We define two methods to merge and rescore the regions of two peak detection systems and analyze the performance based on average precision and coverage of transcription start sites. The results indicate that ChIP-seq peak detection can be improved by fusion using score or rank combination.

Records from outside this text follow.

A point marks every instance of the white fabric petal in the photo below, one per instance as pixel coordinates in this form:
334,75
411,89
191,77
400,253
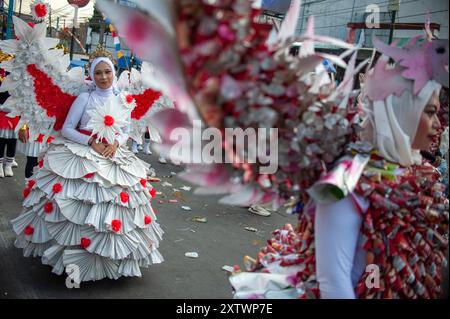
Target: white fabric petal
74,210
111,245
62,162
40,235
31,249
91,266
53,256
65,233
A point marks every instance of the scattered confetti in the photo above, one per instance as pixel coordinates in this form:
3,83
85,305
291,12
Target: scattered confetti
191,254
199,219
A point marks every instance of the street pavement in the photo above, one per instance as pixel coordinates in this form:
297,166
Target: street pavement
222,240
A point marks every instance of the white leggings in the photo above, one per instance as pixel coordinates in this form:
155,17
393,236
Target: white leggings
340,260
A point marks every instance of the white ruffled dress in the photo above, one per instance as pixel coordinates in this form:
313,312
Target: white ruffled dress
87,211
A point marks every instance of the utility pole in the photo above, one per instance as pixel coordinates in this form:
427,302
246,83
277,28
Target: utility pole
101,32
394,6
50,21
9,19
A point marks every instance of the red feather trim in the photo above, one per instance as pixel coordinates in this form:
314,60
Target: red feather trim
144,102
50,97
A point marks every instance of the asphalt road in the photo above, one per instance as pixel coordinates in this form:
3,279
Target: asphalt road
222,240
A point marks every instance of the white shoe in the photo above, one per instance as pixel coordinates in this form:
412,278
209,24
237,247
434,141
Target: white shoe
134,148
8,171
259,210
147,149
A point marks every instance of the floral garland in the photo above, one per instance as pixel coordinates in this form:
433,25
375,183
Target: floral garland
405,231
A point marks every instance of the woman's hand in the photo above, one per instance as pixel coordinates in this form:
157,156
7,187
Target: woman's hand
23,135
110,149
98,147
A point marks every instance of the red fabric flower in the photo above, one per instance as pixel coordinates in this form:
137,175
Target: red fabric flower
48,208
40,138
124,197
85,242
26,192
57,188
29,230
129,98
144,102
41,10
31,183
109,120
116,225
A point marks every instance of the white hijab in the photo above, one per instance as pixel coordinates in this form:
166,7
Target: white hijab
92,70
391,124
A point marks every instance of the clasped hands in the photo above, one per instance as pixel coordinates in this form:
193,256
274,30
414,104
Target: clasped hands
105,149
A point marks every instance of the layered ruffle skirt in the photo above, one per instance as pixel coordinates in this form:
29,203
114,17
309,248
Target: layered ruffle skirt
87,212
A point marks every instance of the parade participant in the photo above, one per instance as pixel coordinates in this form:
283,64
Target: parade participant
8,140
31,149
155,99
231,66
388,211
8,137
88,206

Our method of combination and fusion analysis would provide a means for generic assessment of available technologies and systems and assist researchers in choosing an appropriate system (or fusion method) for analyzing ChIP-seq data. This analysis offers an alternate approach for increasing true positive rates, while decreasing false positive rates and hence improving the ChIP-seq peak identification process.
由于 ChIP-seq 技术的快速发展,该技术使用高通量的下一代 DNA 测序来鉴定染色质免疫沉淀的靶标,因此产生了越来越多的测序数据,这为我们提供了更多机会来分析全基因组蛋白-DNA 相互作用。特别是,我们有兴趣评估和增强用于定位蛋白质结合位点的计算和统计技术。已经开发了许多峰检测系统;在这项研究中,我们利用以下六个系统: CisGenome、MACS、PeakSeq、QuEST、SISSRs 和 TRLocator。
我们定义了两种合并和重新评分两种峰检测系统区域的方法,并基于转录起始位点的平均精度和覆盖度来分析性能。结果表明,通过使用分数或等级组合进行融合,可以提高 ChIP-seq 峰检测的性能。
我们的组合和融合分析方法可以为评估现有技术和系统提供一种通用的方法,并帮助研究人员选择适当的系统(或融合方法)来分析 ChIP-seq 数据。这种分析为提高真阳性率、降低假阳性率并因此改进 ChIP-seq 峰识别过程提供了一种替代方法。